Here, we generate allosteric paths using these three methods, and the path information is in the Table S1. Due to sampling was not precise enough, we did not plot the paths presented by NRI-MD and PRS, but picked the CNA results instead. The allosteric paths are shown in Fig. 10, the start nodes are orange, the middle nodes are white, and the end nodes are green. In Apo, the transfer path is relatively simple, and R804 and S914 are nodes through which multiple paths pass, which is more important. However, in ALPM, we can see relatively complicated and chaotic transmission paths, which may also lead to poor inhibition effect. Similarly, E802 and F914 show relatively important hub status.
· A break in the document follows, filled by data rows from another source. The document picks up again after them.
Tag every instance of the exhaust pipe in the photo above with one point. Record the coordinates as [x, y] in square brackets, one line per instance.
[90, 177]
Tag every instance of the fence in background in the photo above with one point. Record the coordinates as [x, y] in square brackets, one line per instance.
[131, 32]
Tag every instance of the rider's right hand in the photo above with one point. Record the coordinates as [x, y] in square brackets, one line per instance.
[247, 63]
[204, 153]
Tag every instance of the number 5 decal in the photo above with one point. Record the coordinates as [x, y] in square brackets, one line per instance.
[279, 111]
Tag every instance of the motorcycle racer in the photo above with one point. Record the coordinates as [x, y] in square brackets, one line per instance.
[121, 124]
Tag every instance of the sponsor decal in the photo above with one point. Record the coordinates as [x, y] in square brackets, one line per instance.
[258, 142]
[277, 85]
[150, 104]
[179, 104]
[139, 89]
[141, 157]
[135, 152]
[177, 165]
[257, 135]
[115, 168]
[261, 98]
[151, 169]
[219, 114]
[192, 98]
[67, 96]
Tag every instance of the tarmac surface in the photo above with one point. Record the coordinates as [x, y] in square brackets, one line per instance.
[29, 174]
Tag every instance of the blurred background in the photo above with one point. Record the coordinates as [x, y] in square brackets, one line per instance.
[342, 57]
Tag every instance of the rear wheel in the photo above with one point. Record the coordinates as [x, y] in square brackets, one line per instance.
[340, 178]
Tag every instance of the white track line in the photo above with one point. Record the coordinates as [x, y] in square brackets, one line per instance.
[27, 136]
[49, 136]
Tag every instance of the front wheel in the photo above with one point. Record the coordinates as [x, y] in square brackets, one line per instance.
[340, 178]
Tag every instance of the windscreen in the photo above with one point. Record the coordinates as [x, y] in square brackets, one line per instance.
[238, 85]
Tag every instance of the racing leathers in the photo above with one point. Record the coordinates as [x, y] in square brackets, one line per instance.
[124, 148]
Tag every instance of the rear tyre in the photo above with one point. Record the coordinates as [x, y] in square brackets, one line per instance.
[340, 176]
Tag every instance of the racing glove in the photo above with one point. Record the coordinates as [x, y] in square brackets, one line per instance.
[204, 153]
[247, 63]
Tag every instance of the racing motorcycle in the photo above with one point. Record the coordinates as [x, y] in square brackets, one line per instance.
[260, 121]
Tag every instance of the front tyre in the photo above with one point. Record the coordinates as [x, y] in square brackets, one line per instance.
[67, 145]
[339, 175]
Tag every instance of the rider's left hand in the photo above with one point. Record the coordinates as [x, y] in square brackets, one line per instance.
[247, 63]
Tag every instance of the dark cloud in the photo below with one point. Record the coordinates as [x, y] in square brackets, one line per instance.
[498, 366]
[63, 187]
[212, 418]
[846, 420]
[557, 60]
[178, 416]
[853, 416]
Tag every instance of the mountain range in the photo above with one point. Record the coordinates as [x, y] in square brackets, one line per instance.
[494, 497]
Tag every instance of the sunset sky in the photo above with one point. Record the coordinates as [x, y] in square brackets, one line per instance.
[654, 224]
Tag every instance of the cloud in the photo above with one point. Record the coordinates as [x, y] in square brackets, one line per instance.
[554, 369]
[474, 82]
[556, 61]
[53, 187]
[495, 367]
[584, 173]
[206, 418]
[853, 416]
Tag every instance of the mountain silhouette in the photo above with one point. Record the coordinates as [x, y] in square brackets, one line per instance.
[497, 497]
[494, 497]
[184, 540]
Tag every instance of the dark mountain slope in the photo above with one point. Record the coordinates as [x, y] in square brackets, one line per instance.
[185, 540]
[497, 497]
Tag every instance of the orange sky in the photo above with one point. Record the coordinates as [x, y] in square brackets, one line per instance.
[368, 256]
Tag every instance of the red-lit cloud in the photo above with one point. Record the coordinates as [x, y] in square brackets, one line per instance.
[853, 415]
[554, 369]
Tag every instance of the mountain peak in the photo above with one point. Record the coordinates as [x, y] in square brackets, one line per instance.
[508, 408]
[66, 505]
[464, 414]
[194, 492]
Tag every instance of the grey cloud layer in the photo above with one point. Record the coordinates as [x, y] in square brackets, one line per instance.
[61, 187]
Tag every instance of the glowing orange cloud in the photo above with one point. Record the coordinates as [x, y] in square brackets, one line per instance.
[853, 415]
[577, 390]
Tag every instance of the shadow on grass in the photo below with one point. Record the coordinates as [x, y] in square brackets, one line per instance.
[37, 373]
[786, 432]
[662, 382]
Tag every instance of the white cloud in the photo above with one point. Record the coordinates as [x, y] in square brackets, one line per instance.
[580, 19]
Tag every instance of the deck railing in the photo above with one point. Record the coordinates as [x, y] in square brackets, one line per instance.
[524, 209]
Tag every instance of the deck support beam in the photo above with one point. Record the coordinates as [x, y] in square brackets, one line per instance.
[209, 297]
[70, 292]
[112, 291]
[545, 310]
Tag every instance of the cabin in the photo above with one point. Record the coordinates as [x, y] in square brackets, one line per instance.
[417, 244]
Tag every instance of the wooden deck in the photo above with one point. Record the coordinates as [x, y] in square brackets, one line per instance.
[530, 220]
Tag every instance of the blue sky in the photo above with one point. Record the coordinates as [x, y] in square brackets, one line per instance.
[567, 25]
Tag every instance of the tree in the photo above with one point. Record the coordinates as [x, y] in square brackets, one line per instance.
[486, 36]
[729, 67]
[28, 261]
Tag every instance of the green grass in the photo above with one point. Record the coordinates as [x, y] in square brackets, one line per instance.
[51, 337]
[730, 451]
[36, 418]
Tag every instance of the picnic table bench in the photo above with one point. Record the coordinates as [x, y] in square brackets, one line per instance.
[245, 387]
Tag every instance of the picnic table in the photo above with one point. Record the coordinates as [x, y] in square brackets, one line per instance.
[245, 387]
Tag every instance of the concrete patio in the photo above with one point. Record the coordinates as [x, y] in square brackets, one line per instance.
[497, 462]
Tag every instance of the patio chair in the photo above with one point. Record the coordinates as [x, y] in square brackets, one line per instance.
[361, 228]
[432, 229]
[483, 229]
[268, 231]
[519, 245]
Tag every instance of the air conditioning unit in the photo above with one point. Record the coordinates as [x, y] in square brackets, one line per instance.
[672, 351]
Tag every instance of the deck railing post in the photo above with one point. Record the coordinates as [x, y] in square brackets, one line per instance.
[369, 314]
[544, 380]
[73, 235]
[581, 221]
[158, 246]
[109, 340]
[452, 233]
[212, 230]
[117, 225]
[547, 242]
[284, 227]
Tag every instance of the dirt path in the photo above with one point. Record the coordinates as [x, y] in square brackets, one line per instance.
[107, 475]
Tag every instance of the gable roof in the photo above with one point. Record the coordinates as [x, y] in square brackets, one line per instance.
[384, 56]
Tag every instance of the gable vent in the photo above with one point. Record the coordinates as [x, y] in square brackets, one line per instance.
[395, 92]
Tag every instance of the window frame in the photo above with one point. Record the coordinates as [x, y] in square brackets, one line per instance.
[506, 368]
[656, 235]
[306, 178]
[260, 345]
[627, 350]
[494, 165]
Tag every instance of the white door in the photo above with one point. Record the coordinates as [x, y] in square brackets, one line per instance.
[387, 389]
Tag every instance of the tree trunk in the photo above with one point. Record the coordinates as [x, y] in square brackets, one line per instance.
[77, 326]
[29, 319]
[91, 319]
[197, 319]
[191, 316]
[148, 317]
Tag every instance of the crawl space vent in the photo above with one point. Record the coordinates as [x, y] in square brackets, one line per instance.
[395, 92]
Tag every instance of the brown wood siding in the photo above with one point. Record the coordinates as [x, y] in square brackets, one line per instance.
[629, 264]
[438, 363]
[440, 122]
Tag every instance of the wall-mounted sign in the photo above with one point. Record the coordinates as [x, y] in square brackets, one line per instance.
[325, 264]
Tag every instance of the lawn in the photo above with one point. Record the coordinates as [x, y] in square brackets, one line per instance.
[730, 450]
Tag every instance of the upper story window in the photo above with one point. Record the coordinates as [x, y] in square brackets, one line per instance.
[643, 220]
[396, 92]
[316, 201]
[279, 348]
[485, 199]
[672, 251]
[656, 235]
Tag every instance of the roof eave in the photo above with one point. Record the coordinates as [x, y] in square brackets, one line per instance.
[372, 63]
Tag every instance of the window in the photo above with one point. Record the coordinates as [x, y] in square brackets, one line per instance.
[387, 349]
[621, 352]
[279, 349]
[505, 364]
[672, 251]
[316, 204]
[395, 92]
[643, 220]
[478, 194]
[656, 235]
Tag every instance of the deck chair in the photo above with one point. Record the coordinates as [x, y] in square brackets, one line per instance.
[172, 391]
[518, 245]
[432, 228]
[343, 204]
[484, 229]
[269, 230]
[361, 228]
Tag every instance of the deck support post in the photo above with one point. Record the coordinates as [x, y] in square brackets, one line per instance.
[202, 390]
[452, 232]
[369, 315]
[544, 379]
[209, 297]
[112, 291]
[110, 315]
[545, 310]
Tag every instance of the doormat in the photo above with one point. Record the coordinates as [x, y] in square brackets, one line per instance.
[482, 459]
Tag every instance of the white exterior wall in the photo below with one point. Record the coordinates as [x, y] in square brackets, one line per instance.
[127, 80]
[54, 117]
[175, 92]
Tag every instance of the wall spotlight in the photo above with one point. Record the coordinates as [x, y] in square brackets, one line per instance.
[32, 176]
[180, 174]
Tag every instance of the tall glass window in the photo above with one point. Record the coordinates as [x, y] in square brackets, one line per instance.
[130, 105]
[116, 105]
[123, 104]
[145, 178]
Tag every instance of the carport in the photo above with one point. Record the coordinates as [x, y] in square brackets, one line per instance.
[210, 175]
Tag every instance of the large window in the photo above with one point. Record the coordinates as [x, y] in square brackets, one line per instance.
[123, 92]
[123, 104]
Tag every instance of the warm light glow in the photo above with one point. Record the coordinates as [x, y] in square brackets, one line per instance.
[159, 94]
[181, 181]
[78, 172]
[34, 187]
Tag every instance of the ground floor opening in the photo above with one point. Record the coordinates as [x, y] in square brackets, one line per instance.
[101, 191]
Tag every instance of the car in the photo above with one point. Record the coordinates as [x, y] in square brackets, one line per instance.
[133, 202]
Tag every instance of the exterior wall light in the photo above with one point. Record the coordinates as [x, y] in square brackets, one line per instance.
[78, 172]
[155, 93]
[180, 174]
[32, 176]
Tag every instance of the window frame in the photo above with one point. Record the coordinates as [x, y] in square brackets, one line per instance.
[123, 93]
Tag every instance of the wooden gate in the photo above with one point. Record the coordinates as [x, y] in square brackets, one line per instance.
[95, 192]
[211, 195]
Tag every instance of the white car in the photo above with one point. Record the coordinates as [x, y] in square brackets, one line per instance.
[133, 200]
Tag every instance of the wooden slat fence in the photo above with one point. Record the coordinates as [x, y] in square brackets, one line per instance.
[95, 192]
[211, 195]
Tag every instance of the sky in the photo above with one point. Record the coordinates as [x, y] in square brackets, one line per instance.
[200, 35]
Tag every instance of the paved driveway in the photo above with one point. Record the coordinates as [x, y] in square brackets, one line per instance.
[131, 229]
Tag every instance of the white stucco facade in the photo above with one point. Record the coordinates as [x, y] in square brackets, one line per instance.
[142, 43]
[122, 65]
Finally, the path of LWM is clearly divided into two parts: the upper node is S907, and the lower node is T803, which converge to F914 and thus allosteric the active site.

Figure 10
figure 10

Conformational transition transduction pathways in proteins. The start nodes are orange, the middle nodes are white, and the end nodes are green. (A) Apo. (B) ALPM. (C) LWM.

F914 is an important conformational change transmission site since it was a most mediated site in the network of allosteric pathways from binding sites to active sites. Although F914 now has not been shown experimentally to be a key allosteric residue in other study about XO, but there were some works showed the prediction are consistent with the experiment. For example, Ohm (used perturbation propagation algorithm) predicted that R286 and E390 are the most critical residues in the Caspase-1 allosteric network, S332, S333, and S339 were the next most important residues that are in perfect accord with experimental results (mutated nine residues of Caspase-1 to test their roles in allosteric pathways)63. And PRS predicted the allosteric pathways in PIN164. These successful examples proved that our reasoning has some reliability.

Conclusions

In this study, we conducted 200 ns molecular dynamics simulations of Apo, LWM and ALPM systems and carried out a variety of analyses. The results show that LWM peptide and XO have stronger binding ability, which may be related to more hydrogen bonds. After binding to the inhibitor, the XO tunnel deforms, while LWM is thinner, longer and more tortuous than ALPM. In addition, studies of allosteric pathways have found that F914 may be a key residue in the allosteric path. Our study will provide new insights into food-derived anti-XO inhibitors and may contribute to the development of food drugs that reduce uric acid without side effects.